The story of the Bakar BioEnginuity Hub is a tale with lots of peaks and valleys, not unlike the dramatic angles and plains that make up this example of 1970 Brutalist architecture on the University of California, Berkeley campus.
“Brutalism should be a mixture of utilitarian and sculptural strength and beauty,” Ken Lidicker, studio director and senior associate for MBH Architects and lead on this project, said. “It [the Hub] is a piece of art in and of itself.” The LEED Gold-certified site relies heavily on concrete for that expression, but also includes two new plazas and a 6,600-square-foot glass-fronted addition to accommodate offices and conference rooms.

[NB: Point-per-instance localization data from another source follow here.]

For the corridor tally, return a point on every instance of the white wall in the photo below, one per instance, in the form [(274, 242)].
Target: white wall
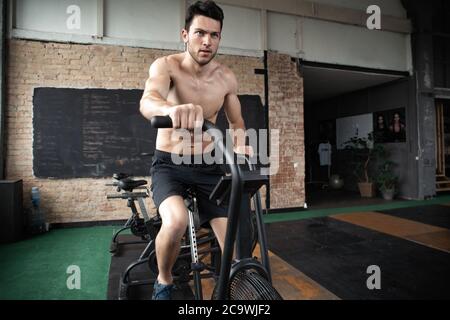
[(282, 33), (336, 43), (157, 24), (388, 7), (51, 16), (154, 20), (241, 28)]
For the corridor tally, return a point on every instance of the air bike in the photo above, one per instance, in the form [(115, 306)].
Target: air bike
[(244, 278)]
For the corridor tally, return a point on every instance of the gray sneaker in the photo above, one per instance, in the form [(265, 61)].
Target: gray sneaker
[(162, 291)]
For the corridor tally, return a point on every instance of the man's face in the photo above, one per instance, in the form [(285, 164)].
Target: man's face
[(202, 39)]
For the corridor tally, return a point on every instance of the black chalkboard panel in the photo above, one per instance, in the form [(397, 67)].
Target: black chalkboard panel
[(82, 133)]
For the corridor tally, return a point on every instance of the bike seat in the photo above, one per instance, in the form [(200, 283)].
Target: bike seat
[(121, 175), (129, 184)]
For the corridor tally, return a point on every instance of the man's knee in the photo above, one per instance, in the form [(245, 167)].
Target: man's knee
[(174, 216)]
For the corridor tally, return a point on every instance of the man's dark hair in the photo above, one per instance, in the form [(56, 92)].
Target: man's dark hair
[(203, 8)]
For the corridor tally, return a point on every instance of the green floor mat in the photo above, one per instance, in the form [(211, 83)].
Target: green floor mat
[(37, 268)]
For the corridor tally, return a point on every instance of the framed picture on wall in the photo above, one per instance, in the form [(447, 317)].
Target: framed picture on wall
[(389, 126)]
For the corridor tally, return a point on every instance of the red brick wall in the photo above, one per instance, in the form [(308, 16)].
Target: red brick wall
[(34, 64), (286, 114)]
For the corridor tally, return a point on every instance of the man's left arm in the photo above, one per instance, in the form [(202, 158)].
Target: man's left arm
[(232, 108)]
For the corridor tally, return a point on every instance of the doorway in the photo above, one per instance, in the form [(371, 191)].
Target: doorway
[(442, 145)]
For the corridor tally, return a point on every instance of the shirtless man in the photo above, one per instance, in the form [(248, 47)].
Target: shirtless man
[(188, 87)]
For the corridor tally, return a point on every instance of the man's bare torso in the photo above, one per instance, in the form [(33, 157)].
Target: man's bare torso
[(207, 90)]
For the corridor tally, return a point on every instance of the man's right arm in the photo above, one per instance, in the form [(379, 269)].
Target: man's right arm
[(154, 100)]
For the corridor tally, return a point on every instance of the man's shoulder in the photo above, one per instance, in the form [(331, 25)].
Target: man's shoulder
[(226, 74), (170, 60)]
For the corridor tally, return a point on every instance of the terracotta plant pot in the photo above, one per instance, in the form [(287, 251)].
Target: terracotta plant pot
[(366, 189)]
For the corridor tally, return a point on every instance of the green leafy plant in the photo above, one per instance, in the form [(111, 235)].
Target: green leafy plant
[(386, 179), (363, 152)]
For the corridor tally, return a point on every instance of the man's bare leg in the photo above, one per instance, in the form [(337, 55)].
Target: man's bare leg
[(174, 223), (219, 226)]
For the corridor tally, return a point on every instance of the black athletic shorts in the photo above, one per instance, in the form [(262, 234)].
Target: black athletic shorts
[(170, 179)]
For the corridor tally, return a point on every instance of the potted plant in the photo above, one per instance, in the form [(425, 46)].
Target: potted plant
[(363, 152), (386, 180)]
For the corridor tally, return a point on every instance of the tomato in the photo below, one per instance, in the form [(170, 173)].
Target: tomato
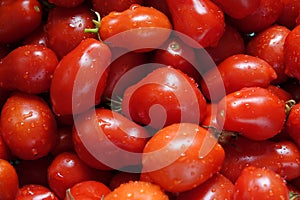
[(28, 126), (28, 68), (83, 72), (122, 135), (182, 156), (34, 191), (282, 157), (65, 171), (9, 183), (137, 28), (253, 112), (87, 189), (65, 28), (269, 46), (188, 16), (217, 187), (291, 55), (260, 183), (238, 9), (137, 190), (236, 72), (262, 17), (18, 19), (165, 96)]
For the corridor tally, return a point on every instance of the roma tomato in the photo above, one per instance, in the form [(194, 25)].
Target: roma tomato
[(9, 183), (165, 96), (81, 73), (188, 16), (260, 183), (253, 112), (182, 156), (28, 68), (137, 28), (18, 19), (28, 126)]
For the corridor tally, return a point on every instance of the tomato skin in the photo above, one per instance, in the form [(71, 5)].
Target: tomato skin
[(130, 27), (18, 19), (170, 88), (253, 112), (34, 191), (9, 183), (236, 72), (188, 16), (260, 183), (269, 46), (28, 126), (217, 187), (68, 23), (193, 162), (28, 68), (282, 157), (72, 75)]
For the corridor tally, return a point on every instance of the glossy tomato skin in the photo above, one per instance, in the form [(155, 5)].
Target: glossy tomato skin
[(254, 112), (28, 68), (269, 46), (238, 9), (34, 191), (28, 126), (217, 187), (138, 28), (187, 155), (174, 91), (18, 19), (236, 72), (74, 79), (282, 157), (65, 28), (9, 183), (188, 16), (260, 183)]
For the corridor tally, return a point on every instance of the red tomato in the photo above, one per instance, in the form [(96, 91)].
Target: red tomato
[(182, 156), (18, 19), (138, 28), (65, 28), (260, 183), (217, 187), (28, 68), (188, 16), (33, 191), (269, 46), (81, 73), (87, 189), (165, 96), (65, 171), (9, 183), (122, 135), (236, 72), (28, 126), (138, 190), (282, 157)]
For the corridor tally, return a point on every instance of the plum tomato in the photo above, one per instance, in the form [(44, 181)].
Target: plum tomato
[(9, 183), (28, 68), (253, 112), (182, 156), (28, 126), (137, 28), (260, 183), (188, 16), (165, 96)]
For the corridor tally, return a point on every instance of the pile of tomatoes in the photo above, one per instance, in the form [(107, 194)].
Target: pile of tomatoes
[(149, 99)]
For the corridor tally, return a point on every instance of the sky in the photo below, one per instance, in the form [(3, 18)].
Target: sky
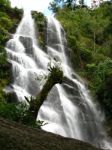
[(39, 5)]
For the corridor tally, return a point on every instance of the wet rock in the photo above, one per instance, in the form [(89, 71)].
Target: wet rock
[(28, 44)]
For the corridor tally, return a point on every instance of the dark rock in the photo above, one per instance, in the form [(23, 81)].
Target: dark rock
[(28, 44), (14, 136)]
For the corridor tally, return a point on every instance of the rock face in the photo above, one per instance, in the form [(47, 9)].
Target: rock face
[(14, 136)]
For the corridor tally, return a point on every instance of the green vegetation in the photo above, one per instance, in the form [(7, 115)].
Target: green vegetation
[(55, 76), (89, 35)]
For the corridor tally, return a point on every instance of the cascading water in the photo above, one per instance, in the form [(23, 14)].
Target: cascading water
[(68, 109)]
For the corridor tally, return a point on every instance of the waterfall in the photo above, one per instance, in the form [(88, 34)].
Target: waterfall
[(68, 109)]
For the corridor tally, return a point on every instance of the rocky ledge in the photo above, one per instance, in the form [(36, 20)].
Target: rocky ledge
[(14, 136)]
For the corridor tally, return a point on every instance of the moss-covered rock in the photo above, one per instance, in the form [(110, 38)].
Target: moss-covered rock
[(14, 136)]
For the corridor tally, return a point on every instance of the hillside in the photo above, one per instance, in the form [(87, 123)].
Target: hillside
[(14, 136), (89, 36)]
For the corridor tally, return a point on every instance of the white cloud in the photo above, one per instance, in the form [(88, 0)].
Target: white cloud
[(39, 5)]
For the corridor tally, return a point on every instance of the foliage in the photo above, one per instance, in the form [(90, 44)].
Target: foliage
[(89, 36), (17, 112)]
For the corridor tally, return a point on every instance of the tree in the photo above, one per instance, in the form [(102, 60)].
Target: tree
[(55, 76)]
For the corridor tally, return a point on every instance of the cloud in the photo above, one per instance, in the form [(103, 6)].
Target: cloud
[(39, 5)]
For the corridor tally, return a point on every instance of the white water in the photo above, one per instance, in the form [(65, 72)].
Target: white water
[(68, 110)]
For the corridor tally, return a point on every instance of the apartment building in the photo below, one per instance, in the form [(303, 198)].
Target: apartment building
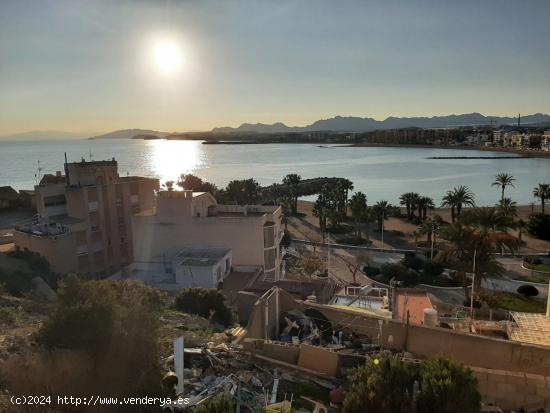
[(83, 222), (187, 219), (545, 141)]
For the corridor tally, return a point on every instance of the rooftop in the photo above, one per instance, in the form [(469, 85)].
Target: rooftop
[(414, 302), (201, 256), (7, 192), (84, 163), (533, 328)]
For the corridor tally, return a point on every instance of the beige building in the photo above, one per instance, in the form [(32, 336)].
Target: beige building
[(184, 219), (545, 141), (83, 222)]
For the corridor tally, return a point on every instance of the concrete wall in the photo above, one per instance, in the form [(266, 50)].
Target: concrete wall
[(60, 251), (511, 390), (469, 349), (319, 359)]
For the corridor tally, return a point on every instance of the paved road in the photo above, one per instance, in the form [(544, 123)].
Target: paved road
[(512, 266)]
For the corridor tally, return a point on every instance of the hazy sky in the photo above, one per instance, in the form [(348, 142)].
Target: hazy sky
[(86, 66)]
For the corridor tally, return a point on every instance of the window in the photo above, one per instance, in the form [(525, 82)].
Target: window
[(55, 200)]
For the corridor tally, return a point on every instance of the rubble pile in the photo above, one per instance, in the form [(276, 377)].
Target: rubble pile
[(222, 368)]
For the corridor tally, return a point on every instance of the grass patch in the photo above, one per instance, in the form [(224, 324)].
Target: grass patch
[(534, 278), (538, 267), (513, 302), (436, 281)]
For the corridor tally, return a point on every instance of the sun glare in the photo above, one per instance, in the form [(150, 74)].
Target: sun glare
[(167, 56)]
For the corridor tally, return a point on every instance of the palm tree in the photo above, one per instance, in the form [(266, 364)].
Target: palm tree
[(381, 211), (409, 200), (542, 191), (449, 201), (463, 196), (507, 208), (424, 203), (521, 226), (346, 185), (358, 207), (320, 210), (503, 180), (431, 226), (291, 181), (244, 191), (480, 234)]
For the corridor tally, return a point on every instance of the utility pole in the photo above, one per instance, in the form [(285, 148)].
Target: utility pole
[(473, 283), (432, 249), (382, 236)]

The Hub was previously the notorious Berkeley Art Museum and Pacific Film Archive, built just across the street from the main campus during a period when the university was trying to lean more towards the humanities. Come 2014, it was deemed seismically unsafe, vacated, and the museum and archive were relocated. Temporary structural improvements kept the building standing. Today, in its latest iteration as a historic restoration on the local and federal registry for historical buildings, it’s serving the community in a completely new way as an incubator for life science-based start-ups.
A Flexible, Affordable Hub for Start-ups
A main atrium area is central to the Hub, with a circular pathway spiraling up via ramps and cantilevered landings that house the primary labs. The design team tried to stay true to this original aesthetic and avoided placing any structural elements under those. “The landings are pretty iconic and were really important to the historical fabric,” Lidicker stressed. “We wanted to keep that atrium feeling as majestic and as powerful as possible.”
“We tried to do as little damage to the building as possible,” Lidicker recalled. “Everything we did is reversible at some point if technologies change, and there’s ways to bring it back to its original pristine shape.”
Lighting the Way to the Future
Another big focus for the restoration was bringing a lot of glass that had been previously converted to fiberglass back to its original intent. The landings were also the former art galleries, so some skylights had been covered up to prevent them from inflicting any UV damage to the art.
The lighting as a program also helps promote wayfinding, with wall-washing luminaries featuring up/down lenses and linear base lighting added to both the cantilevered beams and the ramps in the atrium. Fixtures were designed to mimic the original lighting of the art museum.
The mechanical, electrical and plumbing infrastructure was also overhauled, replacing a gas-and-steam system with all electric, smaller and higher-efficiency equipment like occupancy and daylight sensors/harvesting that reduce the demand for electrical consumption. Those design decisions all helped the Hub to achieve low EUI, operational carbon neutrality and net-zero HVAC water use. The all-electric building system also will reduce carbon emissions by 50% after the year 2030.
“There had been a fence around it [the Hub] which we took down,” Lidicker explained. “Although its function is private, we wanted to open up the building and make it public.”
The four-way connection the Hub provides between the student body, the scientific community, the surrounding Berkeley neighborhoods and society as a whole is one that will result in ground-breaking ideas that will make lives better for years to come.